The internals of staircase#
A step function can be represented in a number of ways. There are two formats which staircase uses internally and it may switch between them, or use both at once. Both of these formats share a couple of common components. The first of these is a property Stairs.initial_value which indicates the value of the step function at “negative infinity”. It’s value is either numerical of numpy.nan. The second shared component is a pandas index of sorted, unique, values which indicate where the step function changes value. Each staircase.Stairs
instance has a “private” attribute ._data which is either a pandas.DataFrame
or is None. If ._data is None then the step function does not change value at any point. If .data is not None, then it is indexed by the domain values where the step function changes.
This dataframe will contain at least one column, named “delta” or “value” and may contain both of these. The delta describe the difference in step function value at each of the points in the index, while value describe the value of the step function as it approaches each point in the index from the right.

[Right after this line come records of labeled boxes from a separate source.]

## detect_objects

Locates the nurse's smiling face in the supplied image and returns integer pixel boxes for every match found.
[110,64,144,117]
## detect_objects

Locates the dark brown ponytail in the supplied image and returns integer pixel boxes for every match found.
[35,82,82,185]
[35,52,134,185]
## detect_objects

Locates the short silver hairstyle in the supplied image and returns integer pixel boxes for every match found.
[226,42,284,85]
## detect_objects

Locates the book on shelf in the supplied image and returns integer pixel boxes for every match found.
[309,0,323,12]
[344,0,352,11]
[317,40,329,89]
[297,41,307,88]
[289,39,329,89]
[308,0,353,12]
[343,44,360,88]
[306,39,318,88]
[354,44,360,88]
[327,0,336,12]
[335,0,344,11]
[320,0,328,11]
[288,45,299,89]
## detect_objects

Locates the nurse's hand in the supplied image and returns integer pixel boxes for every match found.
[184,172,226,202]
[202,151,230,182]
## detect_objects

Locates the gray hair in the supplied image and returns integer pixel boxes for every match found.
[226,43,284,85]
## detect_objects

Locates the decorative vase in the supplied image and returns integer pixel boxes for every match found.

To help convey the idea we define a function called internals which prints the value of Stairs.initial_value and Stairs._data, and use it conjunction with plotting some simple examples.
In [1]: import staircase as sc
In [2]: import pandas as pd
In [3]: import matplotlib.pyplot as plt
In [4]: def internals(stairs):
...: stairs._get_values()
...: stairs._get_deltas()
...: print()
...: print(f"initial_value = {stairs.initial_value}")
...: print()
...: print(stairs._data)
...: _, ax= plt.subplots()
...: ax.set_xlim(-1,2)
...: ax.set_ylim(-1,2)
...: stairs.plot(ax, arrows="True")
...:
In [5]: internals(sc.Stairs(initial_value = -0.5, start=0, end=1, value=1.5))
initial_value = -0.5
delta value
0 1.5 1.0
1 -1.5 -0.5
In [6]: internals(sc.Stairs(start=0.5))
initial_value = 0
delta value
0.5 1.0 1.0
In [7]: internals(sc.Stairs(end=0.5))
initial_value = 1
delta value
0.5 -1 0
In [8]: internals(sc.Stairs(initial_value=1).clip(0,1))
initial_value = nan
value delta
0 1.0 1.0
1 NaN NaN
In [9]: internals(sc.Stairs(initial_value=1).clip(None,1))
initial_value = 1
value delta
1 NaN NaN
In [10]: internals(sc.Stairs(initial_value=1).mask((0,1)))
initial_value = 1
value delta
0 NaN NaN
1 1.0 0.0
In [11]: internals(sc.Stairs(initial_value=-0.5, start=-0.5, end=1.5).mask((0,1)))
initial_value = -0.5
value delta
-0.5 0.5 1.0
0.0 NaN NaN
1.0 0.5 0.0
1.5 -0.5 -1.0
The pandas.Series
which correspond to the delta and value columns are best obtained with the private methods Stairs._get_deltas and Stairs._get_values, which will create the objects if they don’t exist.
The staircase.Stairs
class is defined in staircase/core/stairs.py but many of its methods are defined elsewhere in the package, and then added to class dynamically. This is purely done to organise and separate the code into related functionality.